A irmã não respondeu, seu olhar estava perdido no horizonte. Aline se sentou ao seu lado.
— O que foi?
Betina piscou e baixou o olhar para seus pés, pensativa.
— Agora teremos um microscópio para lidar — disse Betina depois de um tempo.
Aline estudou-a, ciente de que havia algo mais profundo ali.
— Logo vocês vão pegar o jeito — incentivou, à espera de que Betina falasse mais.
— Vocês não precisavam ter se incomodado, de verdade.
— Mas você viu a felicidade do menino...
Betina abraçou uma de suas pernas e soltou um suspiro profundo, evitando olhar para a irmã.
— O que foi, Tina? — Aline afastou seu cabelo para trás do ombro, para que pudesse vê-la melhor. — Pode contar para mim, estou aqui para o que você precisar...
Lágrimas vieram aos olhos de Betina e ela sentiu seus olhos arderem.
– Você aqui, com a sua casa chique... — confessou, com amargura e ressentimento. — Conseguiu reconquistar nossos pais rapidinho.
Aline bufou.
— Por favor...
— O papai sempre está do seu lado, mas a mamãe te perdoou bem depressa, como se você não tivesse se afastado de nós por dois anos.

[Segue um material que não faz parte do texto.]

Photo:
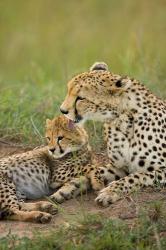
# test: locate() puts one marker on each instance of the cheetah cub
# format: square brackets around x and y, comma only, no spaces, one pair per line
[61,170]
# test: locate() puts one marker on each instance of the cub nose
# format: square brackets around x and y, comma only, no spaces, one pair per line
[52,150]
[65,112]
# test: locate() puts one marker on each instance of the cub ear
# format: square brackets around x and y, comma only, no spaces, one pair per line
[71,125]
[99,66]
[48,121]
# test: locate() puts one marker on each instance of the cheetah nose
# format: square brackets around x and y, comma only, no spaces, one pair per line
[65,112]
[52,150]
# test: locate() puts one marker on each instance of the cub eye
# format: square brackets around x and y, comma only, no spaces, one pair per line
[60,138]
[79,98]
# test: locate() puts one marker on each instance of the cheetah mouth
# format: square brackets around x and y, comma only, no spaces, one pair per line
[78,118]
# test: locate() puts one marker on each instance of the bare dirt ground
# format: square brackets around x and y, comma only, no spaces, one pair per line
[127,209]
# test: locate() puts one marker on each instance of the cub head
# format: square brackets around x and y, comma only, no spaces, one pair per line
[63,136]
[94,95]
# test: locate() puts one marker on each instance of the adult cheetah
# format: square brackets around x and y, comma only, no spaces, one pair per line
[135,122]
[65,164]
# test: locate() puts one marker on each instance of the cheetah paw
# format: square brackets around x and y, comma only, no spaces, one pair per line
[57,198]
[48,207]
[106,197]
[41,217]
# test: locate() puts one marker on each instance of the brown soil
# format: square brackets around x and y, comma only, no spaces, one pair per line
[126,209]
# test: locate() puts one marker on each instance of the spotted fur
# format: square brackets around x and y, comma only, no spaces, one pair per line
[66,163]
[135,125]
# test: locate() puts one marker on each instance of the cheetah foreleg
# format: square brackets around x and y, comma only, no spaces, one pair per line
[133,182]
[71,189]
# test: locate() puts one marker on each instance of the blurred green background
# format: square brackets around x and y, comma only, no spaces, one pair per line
[44,43]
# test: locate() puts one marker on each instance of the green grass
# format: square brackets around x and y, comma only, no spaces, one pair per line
[42,45]
[95,232]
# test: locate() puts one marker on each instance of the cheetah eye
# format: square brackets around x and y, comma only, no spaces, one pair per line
[118,84]
[60,138]
[79,98]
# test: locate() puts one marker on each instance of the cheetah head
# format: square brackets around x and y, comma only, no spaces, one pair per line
[95,95]
[63,136]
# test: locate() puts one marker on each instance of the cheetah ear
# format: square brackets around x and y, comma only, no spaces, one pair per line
[99,66]
[48,121]
[71,125]
[123,83]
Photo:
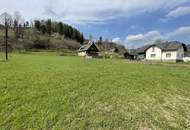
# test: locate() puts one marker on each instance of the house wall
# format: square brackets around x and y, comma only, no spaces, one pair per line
[82,54]
[154,51]
[166,55]
[172,57]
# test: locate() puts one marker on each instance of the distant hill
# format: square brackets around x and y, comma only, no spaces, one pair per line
[49,35]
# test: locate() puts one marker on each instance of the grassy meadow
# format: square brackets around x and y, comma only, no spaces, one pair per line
[53,92]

Ela virou um grande gole da cerveja. Aline arrastou-se pelo chão, aproximando-se dela o máximo que podia.
– Oh, minha irmã...
– Nós precisamos de você, Aline! – clamou Betina, com lábios trêmulos. – Seu sobrinho precisou.
Aline tomou sua mão.
– Uma coisa eu te garanto, maninha: não deixei de pensar em vocês um dia sequer. — Betina parecia cética, então ela continuou: — Quero que saiba que nada do que você está vendo aqui subiu para a minha cabeça. Eu continuo sendo a mesma pessoa que você conheceu e que te ama tanto. Aquela Aline de quem você foi babá por tantas vezes...
Betina fungou.
– Então por que não ligou, por que...? Você tem noção de quanto o Bernardo te amava? — O choro se intensificou, dificultando sua fala. — Por que se afastou num momento tão crítico? Precisávamos de todo o apoio que tivéssemos, mas você sumiu!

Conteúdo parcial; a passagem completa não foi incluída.